The art or study of correct spelling according to usage is orthography. How often are we obsessed with seeing the correct spellings of words when we use them, and how good it would be if you had an automated means to do that. Here comes 'North' an app which rhymes with 'orth' of 'orthography'.
North is a trie-based ASCII sequence suggester. It uses the Damerau-Levenshtein algorithm to select the closest match.
You can use North as an arbitrary (ASCII) sequence checker/suggester.
- As a spell checker. First, initialize the class North with a list of valid spellings. It will then suggest the closest matches to an arbitrary misspelled word.
- Arbitrary sequence checker. It can also be used as a rough check for long, closely matching DNA sequences.
Here is an example of importing and using North:
from north import North
correct_word_list = ["Hayagreeva","Rama","Red","Violet","Blue","Green","Hanuman","Sugreeva",
"Bangalore","Bengaluru","India","Indianapolis","New Delhi"]
misspelled_word_list = ["Hanugreeva","hanman","Indiia","Bengalure","New Deli","Viola","Bloo"]

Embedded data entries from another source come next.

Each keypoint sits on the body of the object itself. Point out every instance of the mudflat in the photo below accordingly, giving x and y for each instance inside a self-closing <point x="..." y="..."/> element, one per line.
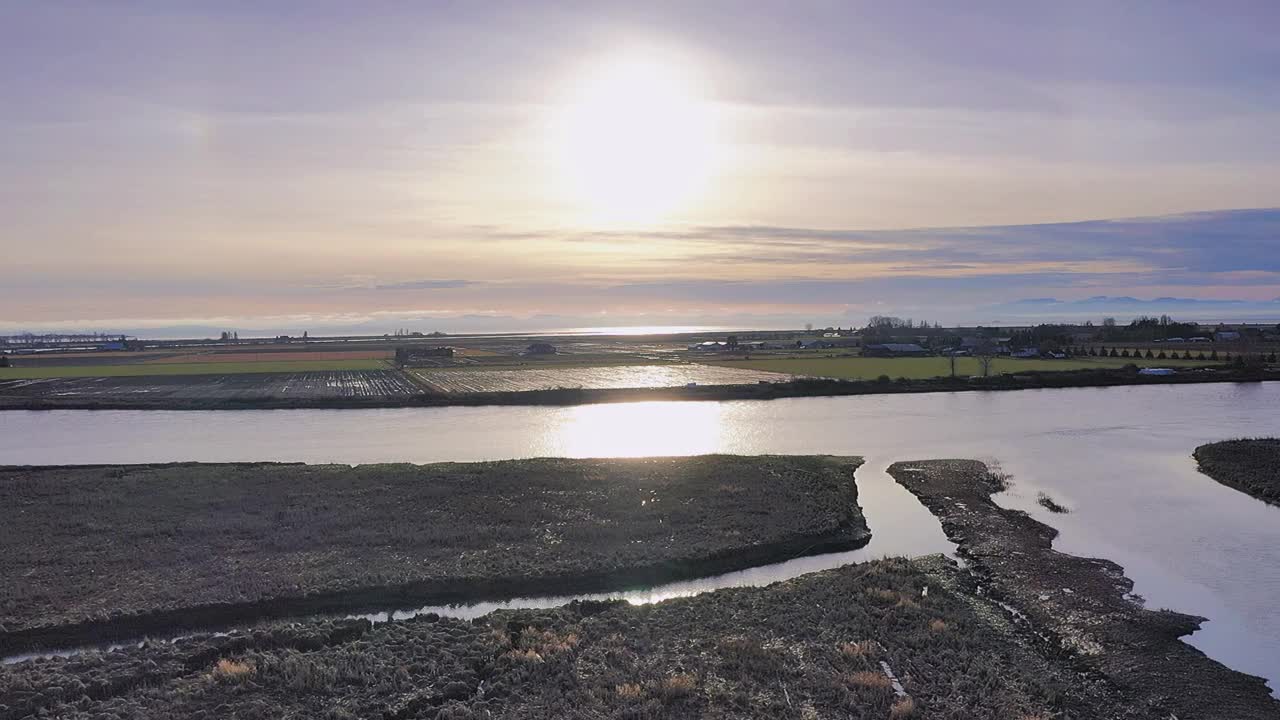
<point x="1080" y="607"/>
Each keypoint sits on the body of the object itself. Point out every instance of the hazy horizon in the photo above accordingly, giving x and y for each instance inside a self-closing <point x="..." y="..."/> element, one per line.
<point x="534" y="165"/>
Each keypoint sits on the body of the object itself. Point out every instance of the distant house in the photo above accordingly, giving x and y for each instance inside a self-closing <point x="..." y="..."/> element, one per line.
<point x="709" y="346"/>
<point x="894" y="350"/>
<point x="428" y="355"/>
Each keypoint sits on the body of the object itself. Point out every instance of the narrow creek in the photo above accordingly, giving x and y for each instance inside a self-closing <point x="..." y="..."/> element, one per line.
<point x="909" y="529"/>
<point x="1119" y="459"/>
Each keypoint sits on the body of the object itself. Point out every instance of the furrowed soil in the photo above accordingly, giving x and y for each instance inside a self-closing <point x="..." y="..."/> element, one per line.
<point x="394" y="388"/>
<point x="104" y="552"/>
<point x="1080" y="606"/>
<point x="1248" y="465"/>
<point x="824" y="645"/>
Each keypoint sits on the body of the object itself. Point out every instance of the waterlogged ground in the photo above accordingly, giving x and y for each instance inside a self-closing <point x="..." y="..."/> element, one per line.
<point x="85" y="559"/>
<point x="590" y="378"/>
<point x="885" y="639"/>
<point x="215" y="386"/>
<point x="1118" y="459"/>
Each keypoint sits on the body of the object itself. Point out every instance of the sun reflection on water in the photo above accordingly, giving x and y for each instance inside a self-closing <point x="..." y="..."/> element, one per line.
<point x="636" y="429"/>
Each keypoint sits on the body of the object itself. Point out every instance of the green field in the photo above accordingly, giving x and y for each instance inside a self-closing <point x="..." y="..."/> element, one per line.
<point x="919" y="368"/>
<point x="188" y="369"/>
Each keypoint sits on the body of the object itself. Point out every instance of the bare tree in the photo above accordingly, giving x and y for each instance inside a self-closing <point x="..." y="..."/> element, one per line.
<point x="986" y="354"/>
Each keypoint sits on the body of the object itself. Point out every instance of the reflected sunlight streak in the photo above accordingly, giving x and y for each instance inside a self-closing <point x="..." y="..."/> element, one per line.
<point x="636" y="429"/>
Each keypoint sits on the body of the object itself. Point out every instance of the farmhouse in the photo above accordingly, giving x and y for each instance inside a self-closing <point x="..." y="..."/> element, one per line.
<point x="420" y="355"/>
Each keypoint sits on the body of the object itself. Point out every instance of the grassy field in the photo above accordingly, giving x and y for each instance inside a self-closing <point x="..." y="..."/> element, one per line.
<point x="188" y="369"/>
<point x="78" y="545"/>
<point x="530" y="378"/>
<point x="919" y="368"/>
<point x="816" y="647"/>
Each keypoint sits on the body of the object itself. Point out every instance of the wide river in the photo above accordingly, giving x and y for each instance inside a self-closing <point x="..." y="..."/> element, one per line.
<point x="1118" y="458"/>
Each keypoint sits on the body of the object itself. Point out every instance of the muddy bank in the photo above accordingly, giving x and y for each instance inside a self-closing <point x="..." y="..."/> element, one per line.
<point x="51" y="396"/>
<point x="106" y="552"/>
<point x="1248" y="465"/>
<point x="1080" y="607"/>
<point x="826" y="645"/>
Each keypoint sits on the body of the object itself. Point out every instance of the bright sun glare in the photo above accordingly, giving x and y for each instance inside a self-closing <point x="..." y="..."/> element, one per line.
<point x="635" y="140"/>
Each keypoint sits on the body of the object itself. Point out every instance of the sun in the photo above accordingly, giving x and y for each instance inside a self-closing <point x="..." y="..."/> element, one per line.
<point x="634" y="141"/>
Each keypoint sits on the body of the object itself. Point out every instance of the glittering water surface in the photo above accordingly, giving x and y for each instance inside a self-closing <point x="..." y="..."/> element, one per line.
<point x="1118" y="458"/>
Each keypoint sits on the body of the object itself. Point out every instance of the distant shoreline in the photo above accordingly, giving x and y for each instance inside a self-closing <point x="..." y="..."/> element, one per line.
<point x="804" y="387"/>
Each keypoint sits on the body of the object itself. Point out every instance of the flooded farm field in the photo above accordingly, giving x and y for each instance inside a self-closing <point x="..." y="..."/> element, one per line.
<point x="613" y="377"/>
<point x="1119" y="459"/>
<point x="232" y="386"/>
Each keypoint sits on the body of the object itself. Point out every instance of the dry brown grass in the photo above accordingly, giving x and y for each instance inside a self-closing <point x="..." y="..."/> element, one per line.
<point x="860" y="648"/>
<point x="904" y="707"/>
<point x="630" y="691"/>
<point x="882" y="595"/>
<point x="676" y="687"/>
<point x="524" y="655"/>
<point x="545" y="642"/>
<point x="232" y="670"/>
<point x="868" y="679"/>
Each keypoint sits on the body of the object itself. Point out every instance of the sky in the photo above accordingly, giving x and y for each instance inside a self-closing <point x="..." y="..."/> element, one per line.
<point x="534" y="165"/>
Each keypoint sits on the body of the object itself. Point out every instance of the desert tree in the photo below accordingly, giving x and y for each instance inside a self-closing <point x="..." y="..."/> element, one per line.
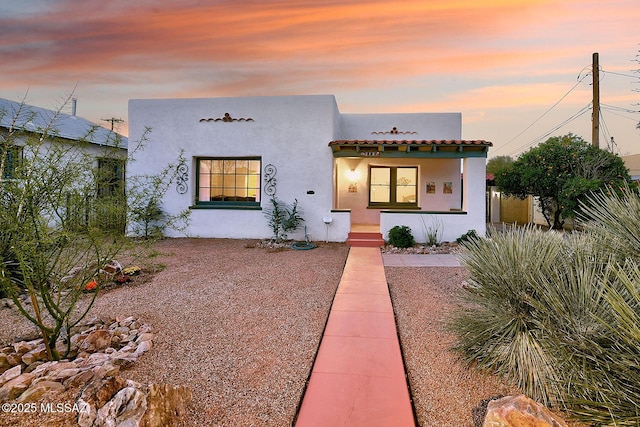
<point x="562" y="172"/>
<point x="49" y="254"/>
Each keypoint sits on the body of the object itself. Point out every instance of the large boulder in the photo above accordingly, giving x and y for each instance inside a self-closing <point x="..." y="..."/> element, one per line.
<point x="96" y="341"/>
<point x="166" y="404"/>
<point x="15" y="387"/>
<point x="520" y="411"/>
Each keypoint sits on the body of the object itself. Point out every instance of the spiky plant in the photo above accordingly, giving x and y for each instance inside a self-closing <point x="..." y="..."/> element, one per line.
<point x="602" y="384"/>
<point x="498" y="326"/>
<point x="612" y="216"/>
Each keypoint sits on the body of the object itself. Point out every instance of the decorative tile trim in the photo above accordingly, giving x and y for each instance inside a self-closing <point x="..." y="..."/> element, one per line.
<point x="227" y="118"/>
<point x="394" y="131"/>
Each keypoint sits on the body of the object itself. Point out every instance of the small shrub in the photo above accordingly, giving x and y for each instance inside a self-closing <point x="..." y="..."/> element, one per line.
<point x="433" y="232"/>
<point x="400" y="236"/>
<point x="468" y="236"/>
<point x="283" y="218"/>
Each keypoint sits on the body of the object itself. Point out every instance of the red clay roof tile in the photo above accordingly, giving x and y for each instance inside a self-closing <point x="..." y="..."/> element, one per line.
<point x="456" y="142"/>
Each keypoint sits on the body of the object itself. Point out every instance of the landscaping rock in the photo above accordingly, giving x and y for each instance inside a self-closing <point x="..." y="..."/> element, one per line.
<point x="96" y="341"/>
<point x="165" y="405"/>
<point x="520" y="411"/>
<point x="40" y="388"/>
<point x="15" y="387"/>
<point x="126" y="408"/>
<point x="10" y="374"/>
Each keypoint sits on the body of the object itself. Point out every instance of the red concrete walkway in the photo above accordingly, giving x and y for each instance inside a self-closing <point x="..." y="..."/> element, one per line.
<point x="358" y="378"/>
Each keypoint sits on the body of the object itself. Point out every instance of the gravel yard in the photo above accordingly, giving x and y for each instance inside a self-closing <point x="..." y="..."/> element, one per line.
<point x="240" y="325"/>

my_spelling_suggester = North(correct_word_list)
for misspelled_word in misspelled_word_list:
print(misspelled_word, my_spelling_suggester(misspelled_word,topn=2))
Hanugreeva ('Sugreeva', 'Hanuman')
hanman ('Hanuman',)
Indiia ('India', 'Indianapolis')
Bengalure ('Bengaluru', 'Bangalore')
New Deli ('New Delhi',)
Viola ('Violet', 'Rama')
Bloo ('Blue',)
Install the pytrie
package for the trie functionality.
Install the fastDamerauLevenshtein
for the similarity algorithm.
There is a requirements.txt
file which you can optionally use with pip3.
Then clone this repository and start using North.